I have noticed that the performance on test data improves if I change the code for :
y_pred = cross_val_predict(clf, X_test, y_test, cv=5)
AUC = metrics.roc_auc_score(y_test, y_pred)
print(AUC)
Indeed, AUC=0.87 for C=1 and 0.9 for C=0.01. Why is the AUC score so much better using cross validation predictions ? Is it because cross validation allows to make predictions on subsets of the test data which do not contain objects/samples which decrease the AUC ?
Looks like you are encountering an overfitting problem, i.e. the classifier trained using the training data is overfitting to the training data. It has poor generalization ability. That is why the performance on the testing dataset isn't good.
cross_val_predict is actually training the classifier using part of your testing data and then predict on the rest. So the performance is much better.
Overall, there seems to be quite some difference between your training and testing datasets. So the classifier with the highest training accuracy doesn't work well on your testing set.
Another point not directly related with your question: since the number of your training samples is much smaller than the feature dimensions, it may be helpful to perform dimension reduction before feeding to classifier.
It looks like your training and test process are inconsistent. Although from your code you intend to standardize your data, you fail to do so during testing. What I mean:
clf = make_pipeline(StandardScaler(), LogReg)
LogReg.fit(X_train, y_train)
Although you define a pipeline, you do not fit the pipeline (clf.fit) but only the Logistic Regression. This matters, because your cross-validated score is calculated with the pipeline (CV_score = cross_val_score(clf, X_train, y_train, cv=10, scoring='roc_auc')) but during test instead of using the pipeline as expected to predict, you use only LogReg, hence the test data are not standardized.

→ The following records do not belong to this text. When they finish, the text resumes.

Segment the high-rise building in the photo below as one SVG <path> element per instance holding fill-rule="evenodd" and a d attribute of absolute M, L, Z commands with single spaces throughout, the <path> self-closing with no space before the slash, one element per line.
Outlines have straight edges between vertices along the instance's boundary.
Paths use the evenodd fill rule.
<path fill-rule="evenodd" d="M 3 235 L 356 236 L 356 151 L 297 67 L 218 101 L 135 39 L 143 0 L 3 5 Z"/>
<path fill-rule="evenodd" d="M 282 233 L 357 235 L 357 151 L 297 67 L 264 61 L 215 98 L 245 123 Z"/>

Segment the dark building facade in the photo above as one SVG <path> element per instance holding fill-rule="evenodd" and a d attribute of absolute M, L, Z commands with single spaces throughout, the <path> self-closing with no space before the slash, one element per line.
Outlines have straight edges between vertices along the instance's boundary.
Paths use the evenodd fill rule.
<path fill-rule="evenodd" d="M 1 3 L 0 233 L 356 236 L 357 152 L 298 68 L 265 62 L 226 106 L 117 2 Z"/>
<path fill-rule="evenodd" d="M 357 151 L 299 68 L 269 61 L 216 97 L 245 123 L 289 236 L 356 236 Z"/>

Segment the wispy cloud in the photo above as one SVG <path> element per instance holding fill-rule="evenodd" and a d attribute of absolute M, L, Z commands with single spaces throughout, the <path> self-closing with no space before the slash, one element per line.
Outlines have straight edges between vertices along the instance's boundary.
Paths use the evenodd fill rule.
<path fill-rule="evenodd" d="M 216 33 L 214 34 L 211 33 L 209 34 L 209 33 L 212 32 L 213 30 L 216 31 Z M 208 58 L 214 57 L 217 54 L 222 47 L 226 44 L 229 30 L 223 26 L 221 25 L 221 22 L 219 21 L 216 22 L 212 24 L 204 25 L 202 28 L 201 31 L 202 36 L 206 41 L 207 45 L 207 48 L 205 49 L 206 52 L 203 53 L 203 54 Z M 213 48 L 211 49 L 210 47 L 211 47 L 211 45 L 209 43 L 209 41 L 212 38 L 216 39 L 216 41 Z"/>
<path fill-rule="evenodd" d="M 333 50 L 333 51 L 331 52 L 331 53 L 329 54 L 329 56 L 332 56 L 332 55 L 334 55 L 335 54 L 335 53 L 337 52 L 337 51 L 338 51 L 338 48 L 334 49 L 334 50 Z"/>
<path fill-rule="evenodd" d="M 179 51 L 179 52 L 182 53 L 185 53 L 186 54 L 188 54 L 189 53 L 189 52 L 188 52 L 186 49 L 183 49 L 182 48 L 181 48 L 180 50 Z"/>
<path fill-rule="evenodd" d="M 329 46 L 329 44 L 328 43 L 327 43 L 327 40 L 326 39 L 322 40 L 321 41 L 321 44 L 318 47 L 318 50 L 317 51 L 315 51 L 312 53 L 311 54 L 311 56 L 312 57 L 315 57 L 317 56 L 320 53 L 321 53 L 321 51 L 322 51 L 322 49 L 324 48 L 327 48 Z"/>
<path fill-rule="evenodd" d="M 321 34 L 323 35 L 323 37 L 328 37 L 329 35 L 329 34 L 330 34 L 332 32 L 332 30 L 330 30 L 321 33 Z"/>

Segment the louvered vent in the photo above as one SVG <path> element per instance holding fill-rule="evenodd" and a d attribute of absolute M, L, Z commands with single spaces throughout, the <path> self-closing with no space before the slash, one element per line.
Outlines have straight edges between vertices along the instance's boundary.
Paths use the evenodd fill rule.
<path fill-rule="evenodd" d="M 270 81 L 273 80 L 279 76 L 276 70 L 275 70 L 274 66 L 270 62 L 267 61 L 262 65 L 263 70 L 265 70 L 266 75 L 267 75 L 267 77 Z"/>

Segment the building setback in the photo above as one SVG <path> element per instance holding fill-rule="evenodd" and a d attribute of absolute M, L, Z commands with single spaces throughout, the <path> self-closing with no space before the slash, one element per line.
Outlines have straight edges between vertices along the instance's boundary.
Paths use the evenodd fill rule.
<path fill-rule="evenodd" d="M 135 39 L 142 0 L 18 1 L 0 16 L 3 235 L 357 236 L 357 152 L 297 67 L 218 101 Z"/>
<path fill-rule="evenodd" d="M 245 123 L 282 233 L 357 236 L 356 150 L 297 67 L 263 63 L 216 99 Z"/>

The second point you raise is different. In y_pred = cross_val_predict(clf, X_test, y_test, cv=5)
you get predictions by doing cross-validation on the test data, while ignoring the train data. Here, you do data standardization since you use clf and thus your score is high; this is evidence that the standardization step is important.
To summarize, standardizing the test data, I believe will improve your test score.
Firstly it makes no sense to have 258 features for 60 training items. Secondly CV=10 for 60 items means you split the data into 10 train/test sets. Each of these has 6 items only in the test set. So whatever results you obtain will be useless. You need more training data and less features.